Demystifying JOIN Algorithms

Joins are an important class of operations in databases and data pipelines. There are many kinds of joins in SQL databases, but this post will focus only on the INNER JOIN. ¹

It is possible to make the JOIN between two large tables very efficient if the result is going to be small. That being a common scenario in practice, makes JOINs an interesting topic of research.

A naive JOIN algorithm can be very slow because JOINs are essentially nested loops.

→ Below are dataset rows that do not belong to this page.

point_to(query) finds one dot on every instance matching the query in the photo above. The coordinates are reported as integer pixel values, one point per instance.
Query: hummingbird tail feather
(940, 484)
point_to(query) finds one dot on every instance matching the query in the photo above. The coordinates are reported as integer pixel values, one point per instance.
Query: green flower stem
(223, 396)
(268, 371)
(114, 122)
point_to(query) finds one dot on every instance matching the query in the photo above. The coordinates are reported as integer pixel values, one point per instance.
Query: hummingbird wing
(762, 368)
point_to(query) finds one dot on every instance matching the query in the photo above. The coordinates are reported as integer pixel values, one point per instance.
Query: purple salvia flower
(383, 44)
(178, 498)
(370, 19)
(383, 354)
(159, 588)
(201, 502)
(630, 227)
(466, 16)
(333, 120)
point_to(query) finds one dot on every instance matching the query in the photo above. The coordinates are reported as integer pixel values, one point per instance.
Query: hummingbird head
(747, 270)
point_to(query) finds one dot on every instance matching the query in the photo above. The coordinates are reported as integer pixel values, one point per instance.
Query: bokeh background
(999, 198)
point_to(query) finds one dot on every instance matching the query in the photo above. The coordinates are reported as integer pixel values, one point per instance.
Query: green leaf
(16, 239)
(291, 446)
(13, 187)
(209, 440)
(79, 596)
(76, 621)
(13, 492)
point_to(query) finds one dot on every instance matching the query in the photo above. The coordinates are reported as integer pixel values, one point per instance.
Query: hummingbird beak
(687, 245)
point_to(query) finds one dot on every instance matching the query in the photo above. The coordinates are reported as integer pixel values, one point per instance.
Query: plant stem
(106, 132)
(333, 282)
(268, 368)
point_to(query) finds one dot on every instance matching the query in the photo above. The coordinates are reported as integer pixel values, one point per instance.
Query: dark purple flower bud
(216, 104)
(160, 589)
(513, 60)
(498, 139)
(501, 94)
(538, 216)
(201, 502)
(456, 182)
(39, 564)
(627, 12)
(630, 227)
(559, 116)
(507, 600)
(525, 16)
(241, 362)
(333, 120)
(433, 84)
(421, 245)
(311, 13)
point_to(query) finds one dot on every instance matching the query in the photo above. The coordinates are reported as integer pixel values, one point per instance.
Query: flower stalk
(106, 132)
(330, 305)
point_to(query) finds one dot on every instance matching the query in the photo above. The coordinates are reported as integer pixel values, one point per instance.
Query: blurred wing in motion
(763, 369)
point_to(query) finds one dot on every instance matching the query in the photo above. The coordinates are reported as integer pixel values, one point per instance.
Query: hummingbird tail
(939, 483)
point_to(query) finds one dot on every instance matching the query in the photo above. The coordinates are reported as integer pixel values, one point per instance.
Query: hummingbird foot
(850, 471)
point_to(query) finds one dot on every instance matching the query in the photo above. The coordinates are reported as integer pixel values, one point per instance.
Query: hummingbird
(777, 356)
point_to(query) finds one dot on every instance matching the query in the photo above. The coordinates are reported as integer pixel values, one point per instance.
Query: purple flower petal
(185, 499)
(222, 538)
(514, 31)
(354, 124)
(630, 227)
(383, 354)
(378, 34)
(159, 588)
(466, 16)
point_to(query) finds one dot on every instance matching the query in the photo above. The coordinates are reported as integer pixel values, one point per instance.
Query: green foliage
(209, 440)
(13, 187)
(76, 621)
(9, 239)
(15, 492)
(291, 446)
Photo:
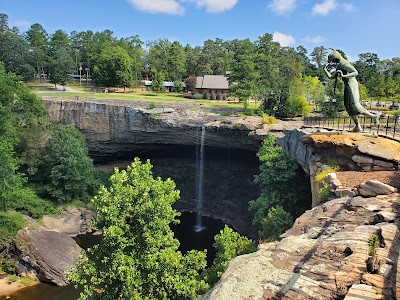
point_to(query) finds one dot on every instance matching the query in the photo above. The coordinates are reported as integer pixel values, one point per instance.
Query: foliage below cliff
(283, 189)
(138, 248)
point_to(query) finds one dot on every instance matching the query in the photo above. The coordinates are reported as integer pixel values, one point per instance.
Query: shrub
(324, 192)
(373, 244)
(249, 112)
(66, 172)
(320, 177)
(10, 223)
(275, 223)
(178, 87)
(267, 119)
(7, 266)
(228, 244)
(198, 96)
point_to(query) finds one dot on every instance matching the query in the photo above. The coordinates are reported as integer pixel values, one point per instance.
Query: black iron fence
(388, 125)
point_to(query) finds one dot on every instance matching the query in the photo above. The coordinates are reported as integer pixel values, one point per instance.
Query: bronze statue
(348, 73)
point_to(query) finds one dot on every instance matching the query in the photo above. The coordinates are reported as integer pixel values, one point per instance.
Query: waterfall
(199, 177)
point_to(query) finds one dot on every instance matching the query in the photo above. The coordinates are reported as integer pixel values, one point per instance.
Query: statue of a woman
(348, 73)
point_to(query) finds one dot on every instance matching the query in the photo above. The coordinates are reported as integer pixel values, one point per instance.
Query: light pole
(80, 75)
(87, 76)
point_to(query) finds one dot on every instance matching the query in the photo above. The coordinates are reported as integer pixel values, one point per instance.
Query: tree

NestedLoop JOIN based on sequential scans

for row_i in table_a:
  for row_j in table_b:
    if (row_i.key == row_j.key):
      emit_join_result(row_i, row_j)

A better alternative to the algorithm above is the HashJoin. In the first step of a HashJoin, a hash table of one of the JOIN operands — table_a — is built. Then a cheap lookup can replace the expensive innermost loop doing a sequential scan on the whole table_b for each row of table_a.

HashJoin

for row_i in table_a:
  hash_table[row_i.key] = row_i

for row_j in table_b:
  row_i = hash_table[row_j.key]
  if (row_i AND row_i.key == row_j.key):
    emit_join_result(row_i, row_j)

This code snippet above is very common in hand-written backend and UI code stitching data together to show something useful to users. So it should be no surprise that this is what databases commonly do to solve the same problem.

A Practical Example

Let’s look at an e-commerce database containing two tables: product and cart_item.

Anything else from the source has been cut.